The official weigh-in, overseen by the commission, was obviously a must. Having the fighters return and pose for a picture across from each other was nothing but a promotional act. It should have been canceled to cut down on interactions.
It was a disaster. Souza arrived wearing gloves and a mask. The test result wasn’t in, yet, but he was under suspicion because he’d informed the UFC that a family member might have tested positive for the coronavirus in Orlando, where he’d been living and training. Opponent Uriah Hall also wore a mask and stayed far from Souza.
White, standing in between them, however, wasn’t wearing a mask, which was absurd.
Is this about safety or about vanity? We’re sure White has no interest in donning a mask, but it isn’t about how he looks or feels. It’s about cutting down on the spread and making this work. If there is an outbreak from UFC 249, then this will be deemed a disaster. Why risk it? Standing without any covering between 24 fighters makes it easy to catch whatever there is to catch before potentially passing it on.
This is common sense.
Worse, as Souza walked up, he immediately fist-bumped White. What? After Souza and Hall departed and the next two fighters were called up, White fist-bumped Michelle Waterson. They even hugged. Waterson then hugged opponent Carla Esparza.
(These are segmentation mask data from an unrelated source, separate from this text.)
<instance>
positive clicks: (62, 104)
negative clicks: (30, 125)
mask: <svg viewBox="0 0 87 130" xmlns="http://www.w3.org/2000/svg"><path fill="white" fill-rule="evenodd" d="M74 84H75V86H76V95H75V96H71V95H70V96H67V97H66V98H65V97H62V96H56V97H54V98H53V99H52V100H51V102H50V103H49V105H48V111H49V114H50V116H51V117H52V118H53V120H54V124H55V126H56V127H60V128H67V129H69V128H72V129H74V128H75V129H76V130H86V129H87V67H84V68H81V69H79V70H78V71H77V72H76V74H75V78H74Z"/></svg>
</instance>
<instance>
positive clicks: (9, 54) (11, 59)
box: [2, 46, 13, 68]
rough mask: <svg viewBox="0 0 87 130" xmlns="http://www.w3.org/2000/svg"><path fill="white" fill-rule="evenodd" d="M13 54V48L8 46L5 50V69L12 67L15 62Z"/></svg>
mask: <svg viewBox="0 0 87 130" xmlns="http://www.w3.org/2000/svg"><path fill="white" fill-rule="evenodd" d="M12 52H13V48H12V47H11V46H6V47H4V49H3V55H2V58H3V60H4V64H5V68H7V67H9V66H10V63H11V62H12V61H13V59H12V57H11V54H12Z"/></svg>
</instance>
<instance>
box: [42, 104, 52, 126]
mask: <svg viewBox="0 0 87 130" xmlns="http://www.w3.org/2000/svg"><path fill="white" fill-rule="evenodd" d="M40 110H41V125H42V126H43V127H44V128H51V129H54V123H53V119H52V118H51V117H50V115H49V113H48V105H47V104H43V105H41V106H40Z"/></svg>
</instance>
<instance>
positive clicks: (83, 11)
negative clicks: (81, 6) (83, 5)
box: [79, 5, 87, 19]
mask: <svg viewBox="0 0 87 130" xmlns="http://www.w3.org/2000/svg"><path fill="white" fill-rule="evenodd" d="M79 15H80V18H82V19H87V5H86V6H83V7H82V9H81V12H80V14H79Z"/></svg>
While those two will clearly have contact inside the Octagon, hugging at a face-off potentially exposed additional people on Friday. Again, ridiculous. It was additional risk for no reason.
White, of course, then fist-bumped Fabricio Werdum when he came out. Werdum then bumped the arm of opponent Aleksei Oleinik. On and on it went. White actually rubbed his hands together and then proceeded to bump hands and pat on the back all of the remaining fighters who showed up (the main card), all while standing at close quarters between them.
Essentially, White, via one foolish contact with Souza, whom he knew was a potential positive, then touched 14 more fighters. Who knows who they then contacted? And who knows how lax this all is when cameras aren’t rolling at an official event.
This was like a CDC video of how not to do things.
Did the virus spread? Hopefully not. But it’s fair to wonder why this was so sloppy, especially given the importance of this endeavor.
Additionally, the UFC told ESPN that Souza was isolated upon arrival in Jacksonville, but there is video and pictures of him near other fighters in the UFC hotel.
The UFC put in an enormous amount of work and money in an attempt to pull this off. Someone did have to be first. Done right, this could work. It still might. If everyone is lucky, no one else is infected and this is deemed a massive success. But this has not, thus far, inspired confidence that the basics of human behavior can be altered.
Dana White needs to tighten up his act. And put on a mask, man.